The third chapter disabuses the reader of the idea that abortion has always been about the presentist concept of the "humanity" of the fetus, its moral status. (pp. 86-87) Baker shows that this paradigm resulted from the recent, nineteenth-century moral revolution of doctors based on the biomedical idea of "the continuous development of the fetus as an independent human being" (p. 109) that became the driver of a campaign to change social mores and the law. This campaign, and not religions opposed to abortion, worked: "the sinless, guiltless, and legally tolerated practice of prequickening abortion was replaced by an incompatible alternative conception of abortion as a sinful, guilt-ridden, illegal act of homicide." (p. 113)
While there was a shift in the nineteenth century, due to the increasing realization that the transitions expected by prior biological explanations were not supported by the actual evidence of development in the womb, and (not having read Baker's book) I don't know what further argument is being assumed or whether it qualifies the portion quoted at the end, what is here stated in the review is not quite correct. First, outside of some very limited jurisdictions, there is no definite category of "prequickening"; different legal systems seem to have different cut-offs for different reasons. A common one, for instance, was presumed formation, which is the forerunner of the from-conception view. The reason for this is that prior to the nineteenth century development in the womb was considered a very messy 'cooking' process -- pretty much literally, since the common view was that pregnancy was the mother's body heating the materials so that they would take shape -- and thus there were no sharp, definitive lines. The notion that 'quickening', i.e., the point at which the baby starts to move and kick, was some fundamental component of reasoning about these matters is entirely a myth; it was one kind of thing of which some laws sometimes took notice as a convenient reference point, and that's about it. Second, in a number of situations, the standard way of handling it was not blanket penalizing of abortion but penalizing particular kinds of acts directly associated with it, like the use of certain drugs, so the lack of a direct category does not always indicate that it was treated as permissible.

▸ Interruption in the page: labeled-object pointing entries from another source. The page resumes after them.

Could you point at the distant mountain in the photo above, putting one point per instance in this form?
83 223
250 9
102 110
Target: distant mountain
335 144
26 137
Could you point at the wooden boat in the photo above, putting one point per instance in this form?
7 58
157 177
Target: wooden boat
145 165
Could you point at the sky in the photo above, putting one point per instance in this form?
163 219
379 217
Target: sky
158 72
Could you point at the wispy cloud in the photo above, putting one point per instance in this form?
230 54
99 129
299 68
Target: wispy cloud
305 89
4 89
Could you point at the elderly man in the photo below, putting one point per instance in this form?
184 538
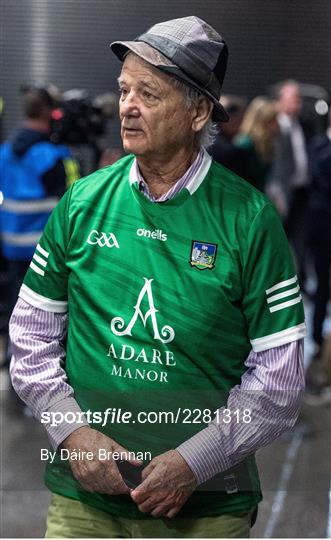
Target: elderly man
185 321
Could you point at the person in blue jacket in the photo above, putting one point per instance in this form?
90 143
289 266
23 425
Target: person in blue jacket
33 177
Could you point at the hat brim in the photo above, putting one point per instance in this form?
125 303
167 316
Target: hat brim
157 59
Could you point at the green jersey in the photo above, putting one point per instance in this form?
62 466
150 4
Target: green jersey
165 302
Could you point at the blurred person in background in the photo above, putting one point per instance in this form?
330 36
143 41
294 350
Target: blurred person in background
33 177
171 257
319 234
290 171
223 150
256 139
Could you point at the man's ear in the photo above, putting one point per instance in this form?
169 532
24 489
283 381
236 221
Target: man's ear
202 114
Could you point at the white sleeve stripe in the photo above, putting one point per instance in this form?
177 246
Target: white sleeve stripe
284 294
279 338
41 302
36 269
282 284
40 260
284 305
42 251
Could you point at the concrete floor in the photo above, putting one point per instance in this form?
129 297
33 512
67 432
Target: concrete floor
295 475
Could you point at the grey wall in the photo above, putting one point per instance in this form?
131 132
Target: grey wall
66 42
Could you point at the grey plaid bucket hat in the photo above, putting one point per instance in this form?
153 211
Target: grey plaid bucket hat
188 48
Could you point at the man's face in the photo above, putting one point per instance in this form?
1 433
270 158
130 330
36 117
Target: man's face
155 122
290 100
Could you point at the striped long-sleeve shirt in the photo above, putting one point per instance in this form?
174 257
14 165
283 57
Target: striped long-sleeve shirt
270 388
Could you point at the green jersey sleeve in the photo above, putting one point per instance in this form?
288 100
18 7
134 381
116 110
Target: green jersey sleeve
45 283
272 302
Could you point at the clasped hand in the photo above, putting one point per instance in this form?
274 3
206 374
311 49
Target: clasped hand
167 481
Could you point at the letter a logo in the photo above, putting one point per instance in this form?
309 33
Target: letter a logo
117 323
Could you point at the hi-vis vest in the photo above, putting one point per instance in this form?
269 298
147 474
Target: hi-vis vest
25 207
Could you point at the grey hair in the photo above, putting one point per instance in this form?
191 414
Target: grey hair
207 135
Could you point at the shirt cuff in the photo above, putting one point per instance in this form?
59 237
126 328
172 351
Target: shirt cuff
204 455
62 419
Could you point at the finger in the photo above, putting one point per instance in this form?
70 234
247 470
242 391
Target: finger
127 453
148 469
173 512
160 510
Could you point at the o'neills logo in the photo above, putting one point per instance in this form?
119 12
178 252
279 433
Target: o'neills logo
157 234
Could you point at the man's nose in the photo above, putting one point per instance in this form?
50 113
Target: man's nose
129 106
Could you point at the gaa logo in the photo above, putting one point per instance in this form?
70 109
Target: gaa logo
102 239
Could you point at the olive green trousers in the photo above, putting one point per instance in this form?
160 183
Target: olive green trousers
68 518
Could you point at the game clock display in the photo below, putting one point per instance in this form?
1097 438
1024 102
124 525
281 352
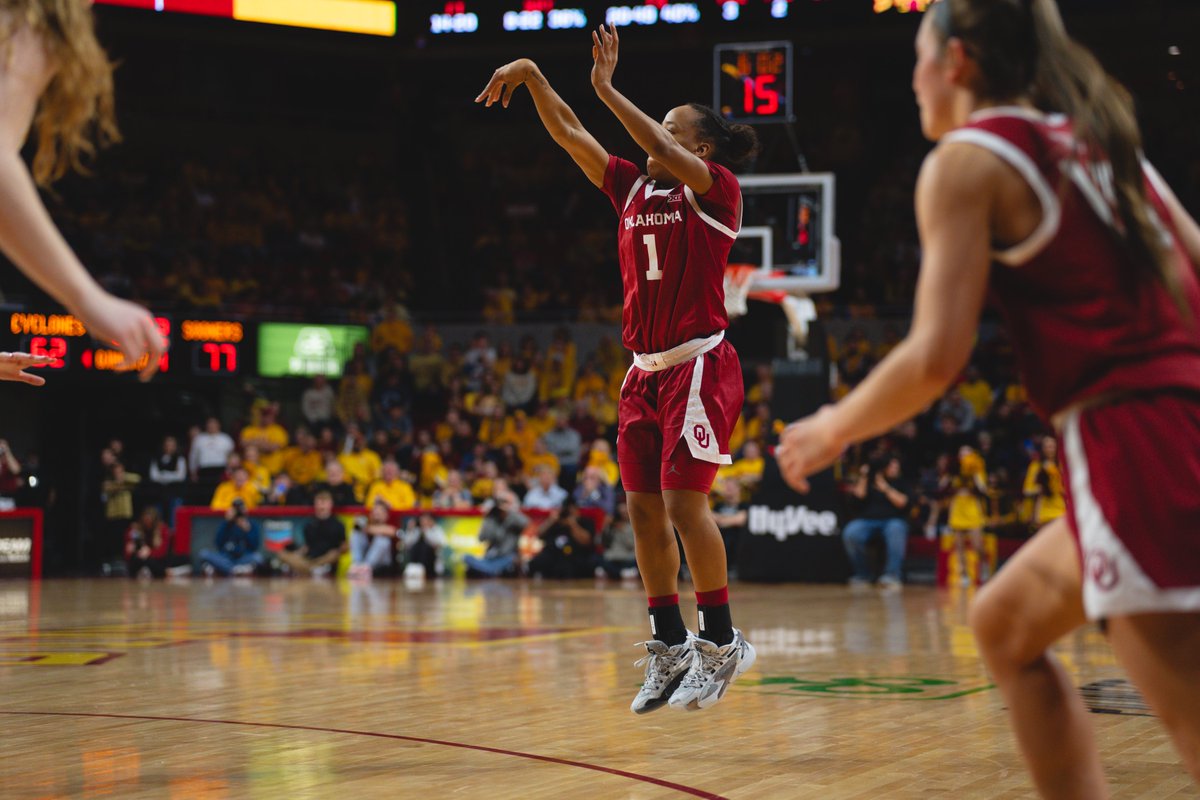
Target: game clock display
199 348
753 82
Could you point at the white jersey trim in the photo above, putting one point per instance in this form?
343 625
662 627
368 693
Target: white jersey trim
1051 210
1114 582
629 199
711 221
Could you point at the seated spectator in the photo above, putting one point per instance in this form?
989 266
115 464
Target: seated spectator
538 458
568 545
565 445
209 451
391 489
235 549
147 545
285 493
238 487
265 433
303 462
363 465
317 403
886 495
501 530
259 475
324 541
619 559
168 473
453 494
484 485
336 485
545 494
594 492
371 542
424 541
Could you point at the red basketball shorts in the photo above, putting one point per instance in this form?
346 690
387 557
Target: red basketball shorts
675 425
1133 501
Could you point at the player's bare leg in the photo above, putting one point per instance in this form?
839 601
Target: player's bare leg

But more importantly, abortion prior to these cut-offs was not generally regarded as "sinless" and "guiltless", and whether it was "legally tolerated" seems largely to have depended on legal reasoning that had very little directly to do with the ethics of it. It was widely regarded as a sin and often regarded as a crime; whether it was punished depended on kinds of punishment available and assessments of general enforceability. It was generally considered to be less punishable than homicide in a proper sense; Penitentials regularly required penance for it, but the penance before the cut-off was lighter than after it. As it was often considered a religious crime, it would often have been punished by penance in an ecclesiastical court rather than by physical punishment in a royal court, which wouldn't necessarily have been seen as having jurisdiction. If you really want to talk about quickening, English common law seems to have regarded pre-quickening abortion as a serious misdemeanor and post-quickening as homicide or related to it, for several centuries prior to the nineteenth century; the reason for the difference seems not to have been biological but legal. Modern centralized states have tended to treat themselves as having universal and unlimited jurisdiction, but this is not true of legal systems in general. Murder in England and many other places was regarded as a crime against someone specifically under the King's protection (or some equivalent to that); the conditions for when penalties against murder would apply depended on when someone was taken to have entered that protection. It wasn't a statement about the nature of those outside of that protection; outlaws were outside the King's protection, for instance, but that didn't make them nonhuman.
It's worth noting as well that the shift in views in the nineteenth century also went along with extending legal protections for children. Because children were often not considered as falling within the scope of laws except where public order or religious duty were directly involved, they had very minimal legal protections; the laws didn't have them much in view, and even when it did, it was only insofar as was needed for other purposes. That's where we get the notion of 'minors', except we extend massively greater protections to minors than the law has historically done. It's not an accident, though, that the nineteenth century became stricter on abortion at the same time it started expanding legal protections for children; they were both motivated by legal rationalism that did not like arbitrary lines, and an expansion of state authority into areas it had not previously ventured much, and a concern to protect the vulnerable from suffering. But (as has been noted by more than a few people) laws actively applied over a long-enough time become part of the general moral standard, so the legal shift resulted in legal ideas, or at least popular conceptions of legal ideas, that became part of the background apparatus people used to navigate the ethics of these kinds of cases.